On the one-year anniversary of the GM Bankruptcy an article in the Wall Street Journal draws 3 lessons.  We agree with the author that these “might sound blindingly obvious, but it’s amazing how frequently they’re ignored,” and believe a good venture partner helps address such issues through joint ownership and alignment of interests.

1. Problems denied and solutions delayed will result in a painful and costly day of reckoning.
2. In corporate governance, the right people count more than the right structure.
3. Appearances can be deceiving.

The second lesson – on good governance – is one we’ve made before: systems and best practices are important but members’ informal modi operandi determine whether or not all those well-designed systems function properly.  How this applies to the specific example of GM and Ford:

On paper General Motors was a model of good corporate governance, while Ford was (and is) a disaster. The Ford family’s super-voting Class B shares give it 40% of the votes with less than 4% of the shareholder equity. Class B shares get about 31 votes for every share of the Class A stock that nonfamily members own. And the Ford family gets veto power over any corporate merger or dissolution. This structure seems to fly in the face of what is generally understood to be sound principles of good corporate governance. Such “undemocratic” provisions are sure to be lamented this month at two major corporate-governance conferences: the ODX (Outstanding Directors Exchange) in New York, and the annual confab at the Millstein Center for Corporate Governance at Yale. But the Ford board of directors and family came together in 2006 to seek a new CEO from outside the struggling company, even though that meant family scion Bill Ford Jr. had to relinquish command. He volunteered to do so and remains chairman, but not CEO. Meanwhile, the GM board, consisting of blue-chip outside directors who chose a “lead director” from their ranks, steadfastly backed an ineffective management from one disaster to another and wrung its collective hands while the company ran out of cash. Some GM retirees dubbed the directors the “board of bystanders.”

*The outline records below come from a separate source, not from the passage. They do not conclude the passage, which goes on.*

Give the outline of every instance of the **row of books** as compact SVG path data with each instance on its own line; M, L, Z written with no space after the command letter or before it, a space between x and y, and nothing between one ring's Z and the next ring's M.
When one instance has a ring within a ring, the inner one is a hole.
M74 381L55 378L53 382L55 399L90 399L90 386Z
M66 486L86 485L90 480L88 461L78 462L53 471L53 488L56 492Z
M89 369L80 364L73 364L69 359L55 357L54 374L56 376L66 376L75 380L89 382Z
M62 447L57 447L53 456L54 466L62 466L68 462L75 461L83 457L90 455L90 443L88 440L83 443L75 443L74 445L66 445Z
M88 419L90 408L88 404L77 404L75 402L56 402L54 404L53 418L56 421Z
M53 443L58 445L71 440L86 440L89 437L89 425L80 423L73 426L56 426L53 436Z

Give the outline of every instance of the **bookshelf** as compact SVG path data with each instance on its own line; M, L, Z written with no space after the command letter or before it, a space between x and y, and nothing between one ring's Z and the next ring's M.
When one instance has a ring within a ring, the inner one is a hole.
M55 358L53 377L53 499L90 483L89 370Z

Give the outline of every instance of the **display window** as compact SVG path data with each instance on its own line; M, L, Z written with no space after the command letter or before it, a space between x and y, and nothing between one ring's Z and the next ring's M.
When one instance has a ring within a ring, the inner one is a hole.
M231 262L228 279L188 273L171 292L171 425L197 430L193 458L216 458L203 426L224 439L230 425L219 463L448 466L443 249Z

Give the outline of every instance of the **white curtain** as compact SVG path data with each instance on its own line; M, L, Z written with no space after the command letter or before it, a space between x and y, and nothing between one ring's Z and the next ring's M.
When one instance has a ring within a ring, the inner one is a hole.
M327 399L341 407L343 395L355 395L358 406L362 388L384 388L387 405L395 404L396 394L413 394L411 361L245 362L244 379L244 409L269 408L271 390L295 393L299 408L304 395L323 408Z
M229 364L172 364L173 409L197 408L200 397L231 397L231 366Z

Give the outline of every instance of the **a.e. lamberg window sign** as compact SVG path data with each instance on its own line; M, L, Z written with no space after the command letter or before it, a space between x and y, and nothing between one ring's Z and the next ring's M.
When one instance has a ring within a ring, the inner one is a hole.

Ford’s governance may not look good on paper, but at least they found the wherewithal to do what had to be done – this time. The next time – and there is always a next time in the up & down that is the business cycle – they’d be better served by better practices. But that is an easier problem to fix than GM’s, which has more to do with getting the team to deal more frankly and forthrightly with the issues at hand and each other.